En somme, ce manque de structuration interinstitutionnelle freine les efforts de modernisation administrative et constitue un obstacle majeur à la mise en œuvre d’une gouvernance informationnelle efficace et durable.

Les pratiques de divulgation et le rôle de l’archiviste

Pasquier et J.-P. Villeneuve soulignent que la loi relative à l’accès à l’information constitue un pilier fondamental de la transparence documentaire, qui à son tour contribue à la prévention de la corruption et des malversations. Selon eux, la transparence documentaire repose sur les lois d’accès à l’information, qui permettent aux citoyens de demander des informations ou des documents sans avoir à justifier leur demande. Ces lois garantissent un droit d’accès légal aux informations détenues par les gouvernements, avec pour objectif d’obliger les administrations à divulguer ce qu’elles préféreraient garder secret (Pasquier et Villeneuve, 2007).
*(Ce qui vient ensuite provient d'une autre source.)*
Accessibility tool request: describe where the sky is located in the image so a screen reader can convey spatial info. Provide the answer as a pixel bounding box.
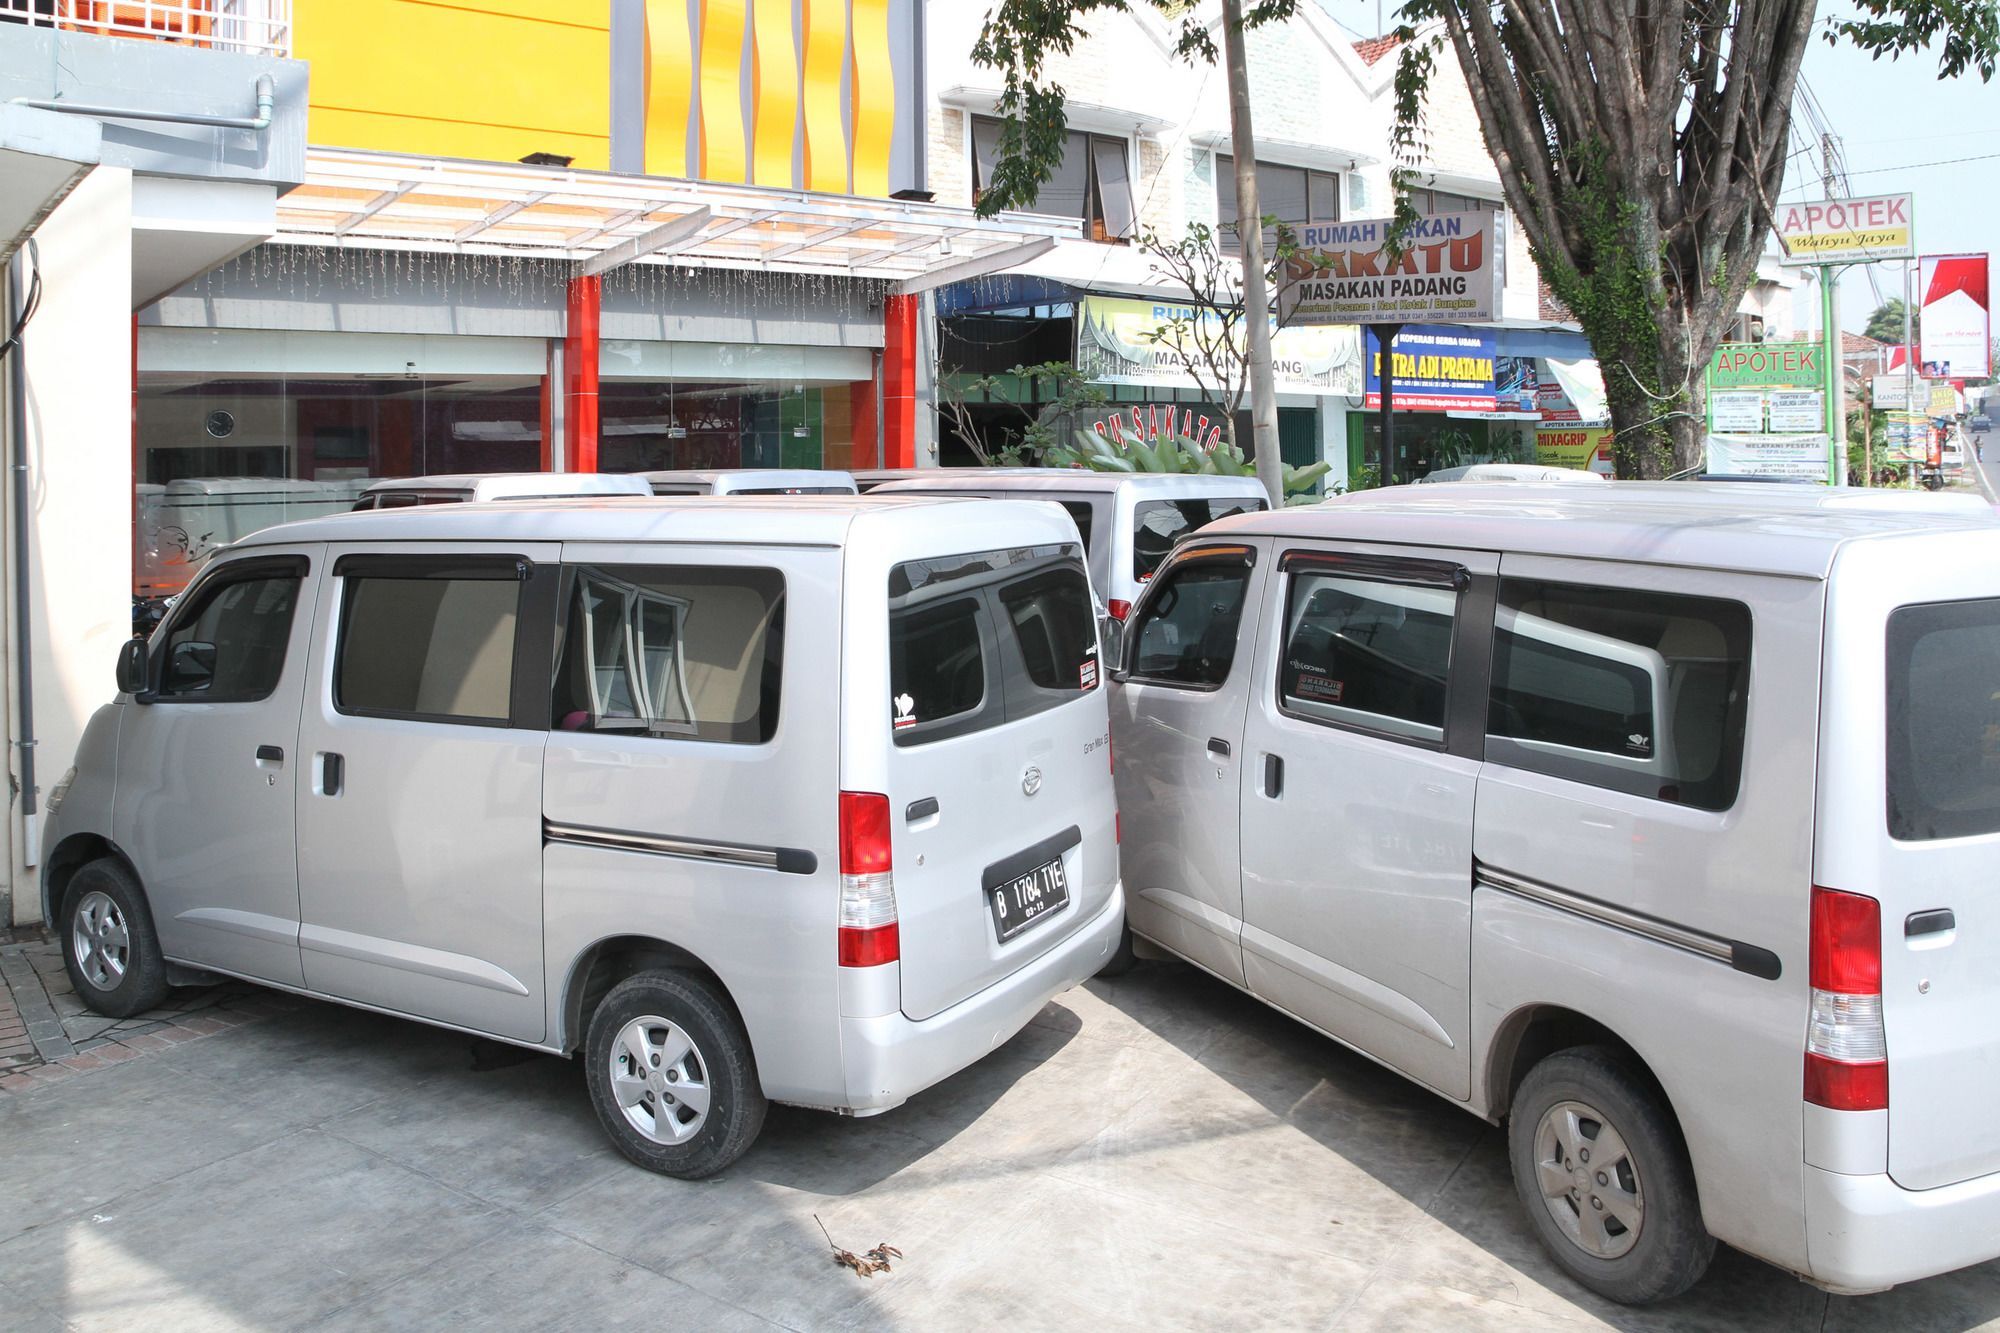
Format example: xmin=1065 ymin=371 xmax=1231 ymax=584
xmin=1310 ymin=0 xmax=2000 ymax=333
Cependant, force est de constater que l’administration tunisienne demeure encore réticente à l’égard de la divulgation de l’information. Pour pallier cette situation, les personnes interrogées misent sur le rôle de l’archiviste. Selon elles, ce dernier est appelé à jouer un rôle essentiel dans le processus de divulgation proactive de l’information, qui consiste « en la collecte de l’information auprès des services créateurs et/ou détenteurs et la coordination avec le chargé d’accès ou le webmaster pour en assurer la publication dans les meilleurs délais ».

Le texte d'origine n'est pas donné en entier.